In case you don’t know, there’s officially an effort to try to develop chemical probes for basically every protein in the human proteome. The “Target 2035” initiative has been looking through the literature and finding what you’d expect: power-law distributions that have most people working on proteins that other people have worked on. And that’s natural enough, since many of those have evidence of their importance (in human disease, most of the time), and these are the areas mostly likely to lead to real-world applications, not to mention real-world funding.
But it would be a good thing if research were able to branch out more and explore proteins that we don’t know so much about, given the general level of our ignorance. And the belief is that a good way to jump-start that is to provide some pharmacological tools that people can use, which seems like a reasonable assumption to me. As the authors note, “For almost every protein for which a cell-active pharmacological modulator has been made available, the paper describing the modulator is among the top-cited papers on that protein in the entire literature. . .” That said, asking people to go work on proteins of unknown or unclear function is hard enough, and telling them that they will have to develop their own tools if they even want to get started makes the barrier to entry even harder. That’s what we do in the drug industry a lot of the time, and it is no stroll through the petunia patch. Again, the paper:
Regrettably, pharmacological modulators of the required potency and selectivity to support interpretable and reproducible science are both challenging and expensive to invent, and also require skills commonly found in industry.

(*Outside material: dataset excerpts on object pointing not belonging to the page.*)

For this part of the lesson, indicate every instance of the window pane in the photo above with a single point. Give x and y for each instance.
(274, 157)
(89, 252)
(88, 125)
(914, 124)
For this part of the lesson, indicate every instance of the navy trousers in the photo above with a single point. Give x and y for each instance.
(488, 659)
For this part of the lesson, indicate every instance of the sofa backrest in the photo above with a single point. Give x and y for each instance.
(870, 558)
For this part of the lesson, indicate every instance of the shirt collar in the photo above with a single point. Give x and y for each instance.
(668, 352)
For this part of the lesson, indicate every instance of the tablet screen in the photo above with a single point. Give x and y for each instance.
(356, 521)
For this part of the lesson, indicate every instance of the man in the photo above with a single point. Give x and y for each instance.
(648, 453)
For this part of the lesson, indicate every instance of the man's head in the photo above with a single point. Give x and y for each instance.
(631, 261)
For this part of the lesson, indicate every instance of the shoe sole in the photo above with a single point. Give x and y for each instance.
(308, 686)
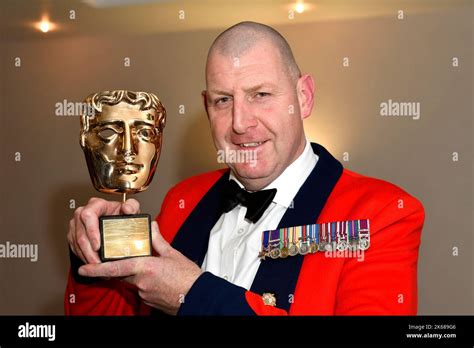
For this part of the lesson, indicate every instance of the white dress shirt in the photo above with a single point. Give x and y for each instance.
(234, 243)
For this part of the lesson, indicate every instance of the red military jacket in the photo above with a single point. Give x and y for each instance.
(383, 283)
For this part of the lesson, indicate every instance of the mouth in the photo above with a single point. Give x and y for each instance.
(251, 145)
(128, 169)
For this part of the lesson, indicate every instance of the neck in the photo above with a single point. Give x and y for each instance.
(257, 184)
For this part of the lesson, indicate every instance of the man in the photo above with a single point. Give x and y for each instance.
(207, 252)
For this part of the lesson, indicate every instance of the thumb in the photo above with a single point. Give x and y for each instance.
(130, 206)
(159, 243)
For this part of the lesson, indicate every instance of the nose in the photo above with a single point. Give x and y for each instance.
(242, 116)
(128, 144)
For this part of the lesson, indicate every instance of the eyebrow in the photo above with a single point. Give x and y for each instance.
(108, 122)
(247, 90)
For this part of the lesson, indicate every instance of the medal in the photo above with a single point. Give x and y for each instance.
(323, 240)
(284, 249)
(364, 234)
(274, 244)
(329, 236)
(269, 299)
(293, 250)
(304, 246)
(265, 239)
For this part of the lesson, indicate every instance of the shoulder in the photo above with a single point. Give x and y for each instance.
(368, 197)
(197, 185)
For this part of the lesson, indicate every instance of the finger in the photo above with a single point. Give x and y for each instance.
(131, 206)
(78, 230)
(70, 236)
(85, 246)
(160, 245)
(95, 208)
(112, 269)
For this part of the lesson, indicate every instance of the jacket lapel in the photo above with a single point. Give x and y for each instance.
(193, 237)
(279, 276)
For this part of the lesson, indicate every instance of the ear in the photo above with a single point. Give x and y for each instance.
(305, 93)
(204, 100)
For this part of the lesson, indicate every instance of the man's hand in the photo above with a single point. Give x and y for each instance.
(84, 235)
(162, 281)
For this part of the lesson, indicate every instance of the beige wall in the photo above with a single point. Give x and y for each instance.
(409, 61)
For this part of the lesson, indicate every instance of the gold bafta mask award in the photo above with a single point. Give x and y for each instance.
(121, 136)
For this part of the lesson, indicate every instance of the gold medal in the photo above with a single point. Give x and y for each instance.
(269, 299)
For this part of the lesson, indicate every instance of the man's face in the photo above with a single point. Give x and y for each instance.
(253, 105)
(122, 148)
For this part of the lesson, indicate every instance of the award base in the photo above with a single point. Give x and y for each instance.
(125, 236)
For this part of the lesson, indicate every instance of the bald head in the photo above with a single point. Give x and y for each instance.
(242, 37)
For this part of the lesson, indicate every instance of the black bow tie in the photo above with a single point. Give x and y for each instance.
(256, 202)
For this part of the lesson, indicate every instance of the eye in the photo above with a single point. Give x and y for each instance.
(222, 100)
(146, 133)
(106, 133)
(262, 94)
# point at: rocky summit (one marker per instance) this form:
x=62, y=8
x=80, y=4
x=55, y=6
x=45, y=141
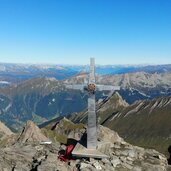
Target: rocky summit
x=28, y=154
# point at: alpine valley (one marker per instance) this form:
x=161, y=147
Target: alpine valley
x=139, y=112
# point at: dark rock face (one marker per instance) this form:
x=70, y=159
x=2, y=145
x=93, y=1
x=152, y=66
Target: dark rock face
x=31, y=133
x=32, y=156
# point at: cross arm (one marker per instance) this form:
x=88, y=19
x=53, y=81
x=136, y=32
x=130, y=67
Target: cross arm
x=100, y=87
x=76, y=86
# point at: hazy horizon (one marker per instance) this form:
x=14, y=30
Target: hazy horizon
x=69, y=32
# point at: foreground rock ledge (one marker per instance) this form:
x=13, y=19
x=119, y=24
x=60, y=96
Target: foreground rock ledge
x=31, y=156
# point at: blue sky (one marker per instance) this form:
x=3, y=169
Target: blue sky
x=72, y=31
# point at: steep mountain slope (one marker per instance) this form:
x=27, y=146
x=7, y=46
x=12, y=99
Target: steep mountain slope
x=104, y=108
x=41, y=99
x=134, y=86
x=145, y=123
x=38, y=99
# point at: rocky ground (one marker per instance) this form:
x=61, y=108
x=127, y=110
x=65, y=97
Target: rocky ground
x=26, y=153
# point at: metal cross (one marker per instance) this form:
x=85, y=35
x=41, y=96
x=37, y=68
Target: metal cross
x=92, y=87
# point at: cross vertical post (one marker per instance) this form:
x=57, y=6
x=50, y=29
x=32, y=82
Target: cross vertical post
x=92, y=87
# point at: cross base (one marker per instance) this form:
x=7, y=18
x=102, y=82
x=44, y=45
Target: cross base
x=81, y=151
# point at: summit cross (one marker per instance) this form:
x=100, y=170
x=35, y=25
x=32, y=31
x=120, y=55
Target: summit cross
x=92, y=87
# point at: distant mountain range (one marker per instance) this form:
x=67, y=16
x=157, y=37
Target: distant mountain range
x=15, y=73
x=41, y=99
x=145, y=123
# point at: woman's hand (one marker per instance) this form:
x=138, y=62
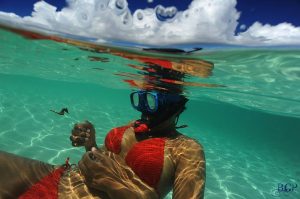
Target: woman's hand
x=83, y=134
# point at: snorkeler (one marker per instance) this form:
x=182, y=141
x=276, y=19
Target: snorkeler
x=61, y=112
x=147, y=158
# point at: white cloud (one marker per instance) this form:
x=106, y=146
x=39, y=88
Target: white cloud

So I applaud the idea behind this effort. It’s not going to involve strolling past many petunias itself, though, particularly if we’re seriously trying to come up with those probes before 2035. But the Structural Genomics Consortium has had some success developing new probes (and in persuading drug companies to make some of theirs available), so they’re going for it. It’s recognized as an aspirational goal, and also that the only way to realize it will be to take advantage of further advances in technology – if you tried to generate thousands of new reagents the way we’ve been coming up with them to date, the project is simply not realistic at all. The first phase (out to about 2025) is enough of a tall order as it stands:
(i) collecting, characterizing, and distributing existing pharmacological modulators for key representatives from all protein families in the current druggable genome and generation of chemical probes for additional family members; (ii) developing the crucial and centralized infrastructure to facilitate data collection, curation, dissemination, and mining that will empower the scientific community worldwide; and (iii) creating centralized facilities to provide quantitative genome-scale biochemical and cell-based profiling assays to the federated community.
It’s important to note that this effort will be targeting both chemical and biological probes – antibodies or nanobodies that can affect protein function are part of the picture, too, as are protein degraders, allosteric modulators, whatever works and can provide insights. The plan is to try to get the existing let’s-make-better-probes efforts to consolidate under this umbrella and be ready to jump on new ideas and techniques as they become available. And the good news is that this isn’t one of those efforts that has to make it to the end to be really valuable (as pointed out in this Nature writeup on the effort). Right now, the coverage of the proteome with really useful probes is way down in the single per cent range at best, so there’s a vast amount of room for improvement. And similarly, there’s plenty of room for improvement in how we find, assay, and characterize such reagents, and such techniques will have very broad applicability.
So while I think the goal is aspirational indeed, I still think that trying for it is a good idea, and I’ll be watching with interest over the next few years to see what progress is being made. And I have my own suggestion, if funding can be found along the way. Let’s take all the existing physical supplies of the worst chemical probes available, the ones that are still being sold in the catalogs even though they don’t do anything like the label says, the ones that are still appearing in the literature and cluttering up science with unreliable results. . .and put them deep within the most inaccessible locations we can possibly find. Maybe a nuclear waste repository. Maybe if we just round up the world supply of rottlerin and the like, people will finally stop using them.